There's a paper on 4store here: http://4store.org/publications/harris-ssws09.pdf
Solutions to the graph partitioning problem exist and among people doing high-end graph analytics this has been rumored for years now. It just is not published and people that know how it is done are slathered in NDAs. I know of two different (related) algorithms for parallelizing graph analysis. IBM Research currently has the most advanced algorithms for graph analysis and they disclose very little about how they work.
It can't do half of what Titan does and is a much, much simpler design. But it is fast, easy to use and works really well for 80% of the use cases you might have for a graph database on the web (social graphs, semantic web stuff, etc.)
OrientDB tries to scale writes (I'll be testing this in a few months), but still stores all of the data everywhere.
This looks like it shards the data automagically. If it works well, I might be able to bang on it a bit, but I'm guessing that it gives shit performance for complex graph questions.

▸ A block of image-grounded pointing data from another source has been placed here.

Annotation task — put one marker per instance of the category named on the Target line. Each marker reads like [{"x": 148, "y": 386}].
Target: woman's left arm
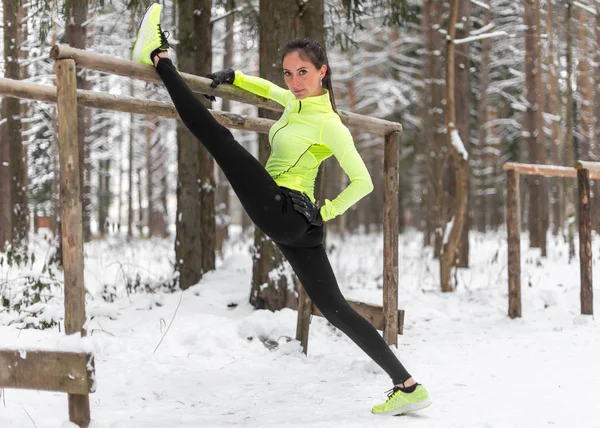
[{"x": 338, "y": 138}]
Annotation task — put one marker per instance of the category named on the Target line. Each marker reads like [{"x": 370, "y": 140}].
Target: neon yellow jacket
[{"x": 307, "y": 133}]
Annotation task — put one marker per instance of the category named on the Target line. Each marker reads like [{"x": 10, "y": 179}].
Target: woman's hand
[
  {"x": 305, "y": 206},
  {"x": 218, "y": 77},
  {"x": 223, "y": 76}
]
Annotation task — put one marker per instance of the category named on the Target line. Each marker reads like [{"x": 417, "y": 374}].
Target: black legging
[{"x": 271, "y": 210}]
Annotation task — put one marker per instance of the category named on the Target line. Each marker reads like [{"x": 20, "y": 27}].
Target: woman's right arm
[{"x": 263, "y": 88}]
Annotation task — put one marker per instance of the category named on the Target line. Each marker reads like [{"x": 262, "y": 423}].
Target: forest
[{"x": 173, "y": 269}]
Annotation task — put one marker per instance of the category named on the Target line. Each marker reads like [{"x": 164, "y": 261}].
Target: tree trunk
[
  {"x": 460, "y": 158},
  {"x": 433, "y": 152},
  {"x": 569, "y": 144},
  {"x": 223, "y": 208},
  {"x": 534, "y": 125},
  {"x": 76, "y": 36},
  {"x": 195, "y": 241},
  {"x": 278, "y": 22},
  {"x": 13, "y": 126},
  {"x": 141, "y": 221},
  {"x": 596, "y": 128},
  {"x": 484, "y": 203},
  {"x": 462, "y": 94},
  {"x": 155, "y": 173},
  {"x": 130, "y": 171},
  {"x": 586, "y": 109},
  {"x": 556, "y": 184}
]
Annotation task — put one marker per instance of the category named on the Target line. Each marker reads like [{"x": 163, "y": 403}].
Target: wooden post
[
  {"x": 304, "y": 314},
  {"x": 585, "y": 242},
  {"x": 513, "y": 227},
  {"x": 391, "y": 179},
  {"x": 71, "y": 219}
]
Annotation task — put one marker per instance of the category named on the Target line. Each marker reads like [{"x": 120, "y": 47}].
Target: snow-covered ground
[{"x": 212, "y": 369}]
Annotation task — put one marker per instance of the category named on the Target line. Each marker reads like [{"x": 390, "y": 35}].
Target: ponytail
[{"x": 312, "y": 50}]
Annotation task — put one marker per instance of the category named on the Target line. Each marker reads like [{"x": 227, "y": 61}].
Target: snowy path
[{"x": 481, "y": 368}]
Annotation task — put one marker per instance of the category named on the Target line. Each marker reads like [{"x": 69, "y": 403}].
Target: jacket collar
[{"x": 319, "y": 103}]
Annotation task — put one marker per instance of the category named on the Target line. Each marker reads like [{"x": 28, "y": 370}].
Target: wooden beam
[
  {"x": 593, "y": 167},
  {"x": 547, "y": 170},
  {"x": 68, "y": 372},
  {"x": 126, "y": 68},
  {"x": 71, "y": 218},
  {"x": 303, "y": 321},
  {"x": 391, "y": 208},
  {"x": 46, "y": 93},
  {"x": 513, "y": 227},
  {"x": 585, "y": 241},
  {"x": 372, "y": 313}
]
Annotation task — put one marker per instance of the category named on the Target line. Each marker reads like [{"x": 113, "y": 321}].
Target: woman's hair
[{"x": 315, "y": 53}]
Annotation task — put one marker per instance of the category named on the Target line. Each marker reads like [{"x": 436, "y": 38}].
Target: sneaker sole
[
  {"x": 137, "y": 49},
  {"x": 408, "y": 408}
]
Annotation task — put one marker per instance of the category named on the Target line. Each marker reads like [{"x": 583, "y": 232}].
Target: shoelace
[
  {"x": 164, "y": 35},
  {"x": 391, "y": 392}
]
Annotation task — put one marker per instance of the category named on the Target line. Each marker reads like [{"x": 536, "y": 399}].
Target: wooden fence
[
  {"x": 73, "y": 372},
  {"x": 583, "y": 171}
]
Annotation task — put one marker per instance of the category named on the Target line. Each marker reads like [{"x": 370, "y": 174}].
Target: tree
[
  {"x": 453, "y": 230},
  {"x": 462, "y": 94},
  {"x": 195, "y": 240},
  {"x": 569, "y": 148},
  {"x": 76, "y": 35},
  {"x": 12, "y": 112},
  {"x": 278, "y": 22},
  {"x": 222, "y": 208},
  {"x": 536, "y": 139}
]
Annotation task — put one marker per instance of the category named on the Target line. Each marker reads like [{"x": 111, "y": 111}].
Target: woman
[{"x": 308, "y": 132}]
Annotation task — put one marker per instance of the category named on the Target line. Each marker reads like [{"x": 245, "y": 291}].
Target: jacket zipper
[{"x": 286, "y": 124}]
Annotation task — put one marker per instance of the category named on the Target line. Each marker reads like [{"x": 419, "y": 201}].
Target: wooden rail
[
  {"x": 50, "y": 370},
  {"x": 68, "y": 372},
  {"x": 126, "y": 68},
  {"x": 46, "y": 93},
  {"x": 583, "y": 172}
]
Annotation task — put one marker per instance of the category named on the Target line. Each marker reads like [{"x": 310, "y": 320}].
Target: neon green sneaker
[
  {"x": 400, "y": 402},
  {"x": 150, "y": 36}
]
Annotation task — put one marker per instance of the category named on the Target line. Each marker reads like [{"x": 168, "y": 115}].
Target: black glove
[
  {"x": 222, "y": 76},
  {"x": 218, "y": 77},
  {"x": 304, "y": 206}
]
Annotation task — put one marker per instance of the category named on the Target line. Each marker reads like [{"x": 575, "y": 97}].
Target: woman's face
[{"x": 302, "y": 77}]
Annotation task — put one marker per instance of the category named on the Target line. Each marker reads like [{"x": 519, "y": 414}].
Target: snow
[
  {"x": 458, "y": 144},
  {"x": 480, "y": 37},
  {"x": 213, "y": 368}
]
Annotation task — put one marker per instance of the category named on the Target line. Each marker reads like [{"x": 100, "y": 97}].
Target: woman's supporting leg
[
  {"x": 259, "y": 194},
  {"x": 316, "y": 275}
]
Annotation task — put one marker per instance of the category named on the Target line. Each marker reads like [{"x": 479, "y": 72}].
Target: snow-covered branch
[
  {"x": 480, "y": 37},
  {"x": 481, "y": 4},
  {"x": 585, "y": 7}
]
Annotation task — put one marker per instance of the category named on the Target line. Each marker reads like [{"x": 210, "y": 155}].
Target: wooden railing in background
[
  {"x": 73, "y": 372},
  {"x": 583, "y": 171}
]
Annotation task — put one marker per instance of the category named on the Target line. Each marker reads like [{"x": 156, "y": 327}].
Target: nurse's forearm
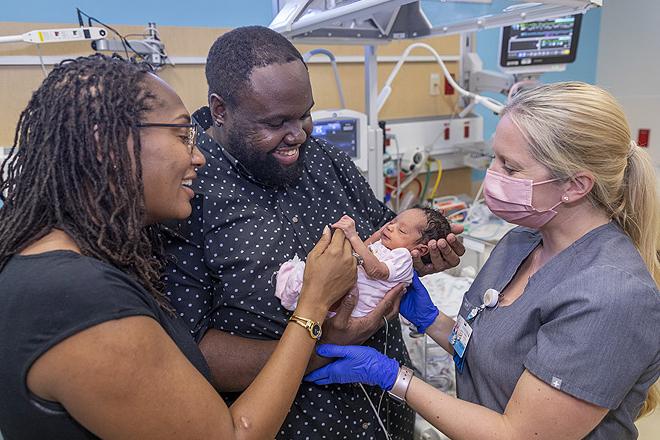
[
  {"x": 439, "y": 331},
  {"x": 456, "y": 418}
]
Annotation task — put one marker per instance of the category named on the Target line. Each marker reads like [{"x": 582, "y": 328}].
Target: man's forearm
[{"x": 235, "y": 361}]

Find all Nodes with a property in a tree
Find all leaves L of those nodes
Find all annotations in a DAG of those leaves
Collapse similar DAG entries by backtracking up the graph based on edge weights
Writes are bulk loaded, and right now, we are just trying to push all of the graph stuff offline, but there are some limitations to that, and we could really up our accuracy by being able to perform these queries quickly.
What is interesting about a graph database relative to simple key-value database? Storing edges of a graph is trivial for a key-value store and so it seems like any key-value store could let store the basic graph structure?

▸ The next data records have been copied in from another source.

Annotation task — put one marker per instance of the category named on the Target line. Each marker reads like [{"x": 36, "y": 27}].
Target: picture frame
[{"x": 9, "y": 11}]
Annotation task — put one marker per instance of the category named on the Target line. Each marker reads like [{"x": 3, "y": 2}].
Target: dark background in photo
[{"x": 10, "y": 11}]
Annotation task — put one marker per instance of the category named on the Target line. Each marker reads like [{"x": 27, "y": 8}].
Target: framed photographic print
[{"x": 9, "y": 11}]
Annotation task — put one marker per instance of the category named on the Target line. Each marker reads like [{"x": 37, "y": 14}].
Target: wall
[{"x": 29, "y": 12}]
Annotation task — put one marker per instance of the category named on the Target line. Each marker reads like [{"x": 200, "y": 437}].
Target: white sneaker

Do graph databases support graphic-specific queries and indices?
There are many, many people on HN who are much more knowledgeable than I am on graph DB's, and I sure as hell hope they answer on this question.
I'm curious if this supports the RDF, OWL, and SPARQL standards?
I'm a little tired of graph DB's that focus on scale, rather than speed and flexibility though. A good one to check out is Stardog. http://stardog.com/ I think it just went into 1.0.
What triple stores have you looked at? 4store is performant, but doesn't support reasoning. There's also BigData and Virtuoso which support various levels of it, and Franz are apparently working on a clustered version of Allegrograph.
5.3.1. Co-Favorited Places - Users Who Like x Also Like y
Find places that people also like who favorite this place:
* Determine who has favorited place x.
* What else have they favorited that is not place x.
START place=node:node_auto_index(name = "CoffeeShop1")
RETURN stuff.name, count(*)
ORDER BY count(*) DESC, stuff.name
: PDF: http://docs.neo4j.org/pdf/neo4j-manual-milestone.pdf , online: http://docs.neo4j.org/chunked/milestone/
Now whether or not Titan implements these performantly, I have no idea.
Graph databases are great for datasets where structure matters more than in a relational database and (way) more than in a K/V-store. When you're doing traversals of arbitrary depth, other technologies fall on their collective face.
As for special indexes and queries, look at things like http://docs.neo4j.org/chunked/snapshot/cypher-query-lang.htm... expressing patterns and walks in graphs.
You can combine index lookups in e.g. Redis, MongoDB or Lucene with the core graph engine.
See http://docs.neo4j.org/chunked/snapshot/index.html for docs.
Does that mean, for each vertex, is it's sub-graph indexed?!